Informatie over hoger beroep

Een partij die het niet eens is met deze uitspraak, kan een hogerberoepschrift sturen naar de Centrale Raad van Beroep waarin wordt uitgelegd waarom deze partij het niet eens is met deze uitspraak. Het hogerberoepschrift moet worden ingediend binnen zes weken na de dag waarop deze uitspraak is verzonden.
Digitaal hoger beroep instellen kan via “Formulieren en inloggen” op www.rechtspraak.nl. Hoger beroep instellen kan eventueel ook nog steeds door verzending van een brief aan de Centrale Raad van Beroep, Postbus 16002, 3500 DA Utrecht.
Kan de indiener de behandeling van het hoger beroep niet afwachten, omdat de zaak spoed heeft, dan kan de indiener de voorzieningenrechter van de Centrale Raad van Beroep vragen om een voorlopige voorziening (een tijdelijke maatregel) te treffen.

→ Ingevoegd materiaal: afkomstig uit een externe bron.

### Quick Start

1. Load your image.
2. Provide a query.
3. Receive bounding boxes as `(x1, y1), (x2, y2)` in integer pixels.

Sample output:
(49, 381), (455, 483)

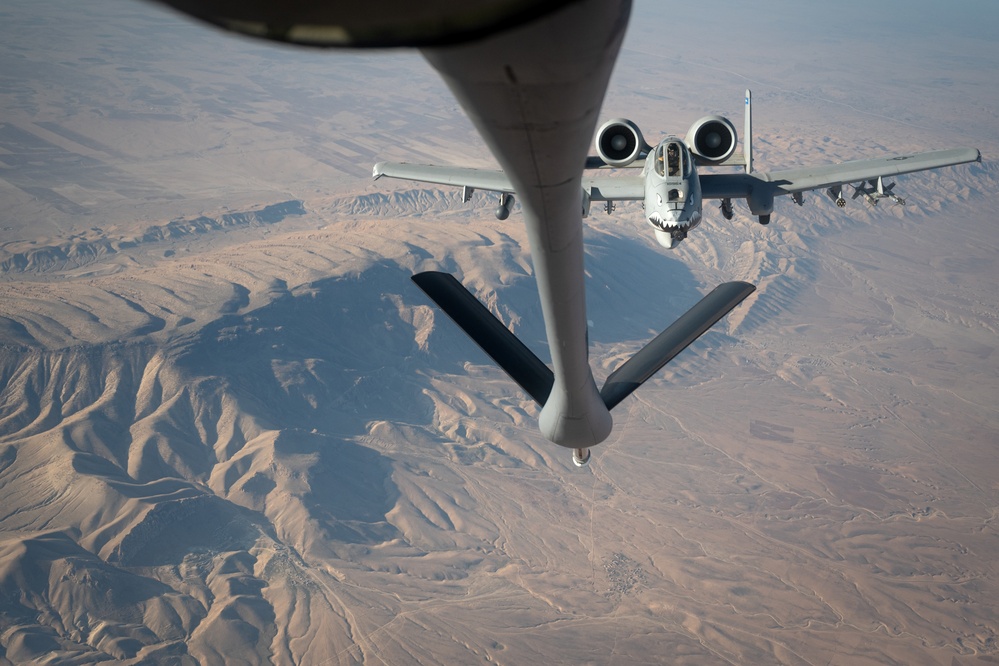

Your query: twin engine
(596, 116), (738, 167)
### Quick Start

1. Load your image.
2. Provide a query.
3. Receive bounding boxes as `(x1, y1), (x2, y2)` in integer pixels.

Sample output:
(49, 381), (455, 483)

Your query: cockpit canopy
(656, 139), (691, 178)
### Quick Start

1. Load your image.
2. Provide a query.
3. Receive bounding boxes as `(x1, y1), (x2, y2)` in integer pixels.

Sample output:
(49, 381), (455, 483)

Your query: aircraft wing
(583, 176), (645, 201)
(372, 162), (513, 194)
(372, 162), (645, 201)
(701, 148), (982, 199)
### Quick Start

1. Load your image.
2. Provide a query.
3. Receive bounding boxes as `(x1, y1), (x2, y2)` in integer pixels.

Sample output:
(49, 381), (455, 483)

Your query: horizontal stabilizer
(600, 282), (756, 409)
(413, 271), (555, 406)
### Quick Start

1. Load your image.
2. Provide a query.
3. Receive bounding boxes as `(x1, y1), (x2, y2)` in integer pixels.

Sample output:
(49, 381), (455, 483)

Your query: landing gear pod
(596, 118), (651, 167)
(494, 194), (513, 220)
(684, 116), (738, 164)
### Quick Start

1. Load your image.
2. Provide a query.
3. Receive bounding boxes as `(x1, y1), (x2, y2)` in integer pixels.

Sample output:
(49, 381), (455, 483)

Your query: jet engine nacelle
(684, 116), (738, 164)
(596, 118), (651, 167)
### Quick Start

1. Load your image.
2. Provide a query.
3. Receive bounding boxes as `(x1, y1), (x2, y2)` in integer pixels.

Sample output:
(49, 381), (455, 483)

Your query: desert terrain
(0, 0), (999, 666)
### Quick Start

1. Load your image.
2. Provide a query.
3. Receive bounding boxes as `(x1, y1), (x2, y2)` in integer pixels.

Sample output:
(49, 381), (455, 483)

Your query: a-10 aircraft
(150, 0), (978, 465)
(373, 90), (981, 249)
(373, 85), (981, 466)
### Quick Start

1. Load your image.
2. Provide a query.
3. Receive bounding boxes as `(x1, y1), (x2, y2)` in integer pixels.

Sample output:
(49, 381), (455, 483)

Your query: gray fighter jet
(373, 90), (981, 465)
(152, 0), (980, 465)
(373, 90), (981, 249)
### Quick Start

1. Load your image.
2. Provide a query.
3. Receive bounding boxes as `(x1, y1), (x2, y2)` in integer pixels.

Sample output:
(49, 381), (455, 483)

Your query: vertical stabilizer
(742, 88), (753, 173)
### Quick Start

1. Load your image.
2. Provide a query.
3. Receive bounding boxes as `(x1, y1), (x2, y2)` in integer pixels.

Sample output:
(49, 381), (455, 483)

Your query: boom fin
(412, 271), (555, 406)
(600, 282), (756, 409)
(412, 271), (756, 416)
(742, 88), (753, 173)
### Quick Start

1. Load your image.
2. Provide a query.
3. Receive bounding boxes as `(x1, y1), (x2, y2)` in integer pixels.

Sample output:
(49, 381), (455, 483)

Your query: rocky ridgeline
(0, 200), (305, 274)
(325, 188), (486, 218)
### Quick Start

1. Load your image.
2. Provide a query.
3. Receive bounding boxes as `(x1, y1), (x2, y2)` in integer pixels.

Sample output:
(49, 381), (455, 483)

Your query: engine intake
(684, 116), (739, 164)
(596, 118), (650, 167)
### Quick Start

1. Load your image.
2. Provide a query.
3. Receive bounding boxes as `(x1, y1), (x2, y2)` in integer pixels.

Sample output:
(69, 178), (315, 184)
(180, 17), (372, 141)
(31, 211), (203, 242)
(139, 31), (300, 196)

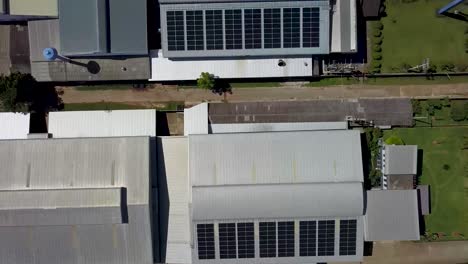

Bijlage: voor deze uitspraak belangrijke wet- en regelgeving

Participatiewet
Op grond van artikel 17, eerste lid, van de Pw doet de belanghebbende aan het college op verzoek of onverwijld uit eigen beweging mededeling van alle feiten en omstandigheden waarvan hem redelijkerwijs duidelijk moet zijn dat zij van invloed kunnen zijn op zijn arbeidsinschakeling of het recht op bijstand.
In artikel 54, derde lid, van de Pw is bepaald dat het college een besluit tot toekenning van bijstand herziet, dan wel een besluit tot toekenning van bijstand intrekt, indien het niet of niet behoorlijk nakomen van de verplichting, bedoeld in artikel 17, eerste lid, van de Pw heeft geleid tot het ten onrechte of tot een te hoog bedrag verlenen van bijstand.
Op grond van artikel 58, eerste lid, van de Pw vordert het college van de gemeente die de bijstand heeft verleend de kosten van bijstand terug voor zover de bijstand ten onrechte of tot een te hoog bedrag is ontvangen als gevolg van het niet of het niet behoorlijk nakomen van de verplichting, bedoeld in artikel 17, eerste lid, van de Pw.
Uit het vijfde lid van artikel 58 van de Pw volgt dat bij gebreke van tijdige betaling de vordering kan worden verhoogd met de op de terugvordering betrekking hebbende kosten Loonbelasting en de premies volksverzekeringen waarvoor de gemeente die de bijstand verstrekt krachtens de Wet op de loonbelasting 1964 inhoudingsplichtige is, kunnen worden teruggevorderd, voor zover deze belasting en premies niet verrekend kunnen worden met de door het college af te dragen loonbelasting en premies volksverzekeringen.

Voetnoten

1.Zie bijvoorbeeld de uitspraak van de Centrale Raad van Beroep (de Raad) van 6 maart 2025, ECLI:NL:CRVB:2025:353.
2.Vergelijk de uitspraak van de Raad van 28 juni 2016, ECLI:NL:CRVB:2016:3024.
3.Zie de uitspraak van de Raad van 10 oktober 2023, ECLI:NL:CRVB:2023:1967.